Miami has a team of 10 inspectors, for a city that receives 13 000 shipments declared as wild animals each year and is a key crossroads for the animal trade in the Americas, according to MacKenzie.
Since Miami has many flights to Latin America, across the United States, and to Europe and beyond, many of the rare animals converge here by plane.
"One of the biggest challenges is doing as much as we can with what we have. And our tools are improving," Pages said. "But we are always trying to catch up with the illegal importers and exporters, they are always a little bit, a step ahead of us. And we are trying to catch up with them as much as we can."
MacKenzie stressed that the market in wildlife is massive - way beyond people's imagination.
"The illegal wildlife trade is second only to drugs [in the US], it is a multibillion dollar business, that's the illegal aspect, and there is the legal aspect, that is also equally expensive," he said.
Adding to the pressure, his team is scrambling to avoid allowing illegal and potentially destructive species into the United States. These can potentially threaten native ecosystems, especially in Florida, which is suffering from a proliferation of invaders from Burmese pythons to lionfish and Argentine tegu lizards.

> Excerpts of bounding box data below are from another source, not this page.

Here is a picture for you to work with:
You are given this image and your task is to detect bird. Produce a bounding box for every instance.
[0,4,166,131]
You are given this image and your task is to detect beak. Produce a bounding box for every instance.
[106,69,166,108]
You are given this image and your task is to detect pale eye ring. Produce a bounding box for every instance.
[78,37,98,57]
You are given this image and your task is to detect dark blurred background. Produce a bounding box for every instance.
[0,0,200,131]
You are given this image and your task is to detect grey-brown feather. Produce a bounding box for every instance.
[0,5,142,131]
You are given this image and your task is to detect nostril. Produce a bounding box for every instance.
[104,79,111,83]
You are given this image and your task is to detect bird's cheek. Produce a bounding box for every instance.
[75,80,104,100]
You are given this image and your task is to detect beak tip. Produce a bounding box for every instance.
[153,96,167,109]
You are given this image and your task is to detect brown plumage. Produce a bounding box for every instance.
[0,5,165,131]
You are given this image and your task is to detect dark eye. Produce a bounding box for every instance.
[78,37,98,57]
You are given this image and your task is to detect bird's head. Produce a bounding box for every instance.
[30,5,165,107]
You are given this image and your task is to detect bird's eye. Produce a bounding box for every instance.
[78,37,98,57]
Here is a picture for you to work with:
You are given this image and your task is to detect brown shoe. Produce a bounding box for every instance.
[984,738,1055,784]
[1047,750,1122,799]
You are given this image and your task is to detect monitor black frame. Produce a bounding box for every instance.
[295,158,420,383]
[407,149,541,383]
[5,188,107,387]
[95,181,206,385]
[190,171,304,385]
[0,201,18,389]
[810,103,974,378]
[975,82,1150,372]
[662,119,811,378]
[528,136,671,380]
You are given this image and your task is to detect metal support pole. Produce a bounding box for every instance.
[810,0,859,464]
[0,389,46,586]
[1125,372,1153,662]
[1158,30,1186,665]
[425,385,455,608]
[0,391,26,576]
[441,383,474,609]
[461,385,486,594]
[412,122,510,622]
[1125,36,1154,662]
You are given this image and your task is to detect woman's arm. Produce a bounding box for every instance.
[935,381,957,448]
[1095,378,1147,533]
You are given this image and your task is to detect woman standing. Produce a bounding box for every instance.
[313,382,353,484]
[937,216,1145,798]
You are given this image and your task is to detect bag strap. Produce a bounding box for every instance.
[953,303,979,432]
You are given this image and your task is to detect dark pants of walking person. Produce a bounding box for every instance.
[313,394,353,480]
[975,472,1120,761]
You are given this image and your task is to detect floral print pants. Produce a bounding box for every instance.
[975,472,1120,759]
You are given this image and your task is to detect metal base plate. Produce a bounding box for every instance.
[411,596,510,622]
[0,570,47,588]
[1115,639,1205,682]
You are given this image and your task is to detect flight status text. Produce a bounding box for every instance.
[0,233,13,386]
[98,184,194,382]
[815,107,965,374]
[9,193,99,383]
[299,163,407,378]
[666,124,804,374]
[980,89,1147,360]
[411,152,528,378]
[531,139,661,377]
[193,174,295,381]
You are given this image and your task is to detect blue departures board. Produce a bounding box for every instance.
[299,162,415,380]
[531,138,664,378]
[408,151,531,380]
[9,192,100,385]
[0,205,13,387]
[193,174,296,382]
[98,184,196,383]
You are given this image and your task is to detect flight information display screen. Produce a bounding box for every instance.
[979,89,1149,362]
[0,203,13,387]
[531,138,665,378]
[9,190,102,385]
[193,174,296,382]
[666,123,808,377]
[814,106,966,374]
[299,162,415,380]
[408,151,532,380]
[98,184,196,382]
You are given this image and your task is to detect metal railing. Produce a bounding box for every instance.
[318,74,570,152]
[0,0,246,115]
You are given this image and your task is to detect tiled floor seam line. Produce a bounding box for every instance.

The creative imagination of animal traffickers never ceases to amaze Sylvia Gaudio, another inspector on the team. She points to a table full of confiscated items: the shell of a Nicaraguan turtle, big cat skins, ivory handicrafts, a giant dried and preserved spider.
"This was a commercial shipment of leather boots, it was declared as regular cow leather," she said, indicating a load of odd-looking boots.
"One of our inspectors noticed there was something unusual about them, and when we took a closer look we realized they were crocodile boots" covered in ordinary leather to hide their provenance.
Some traffickers even have a special belt they use to stash tiny, illegally-traded birds, Gaudio said.
Many are brought in from Cuba and many die on the way. But those that do not fetch big money, she explained. That is, if the wildlife inspectors don't get them first.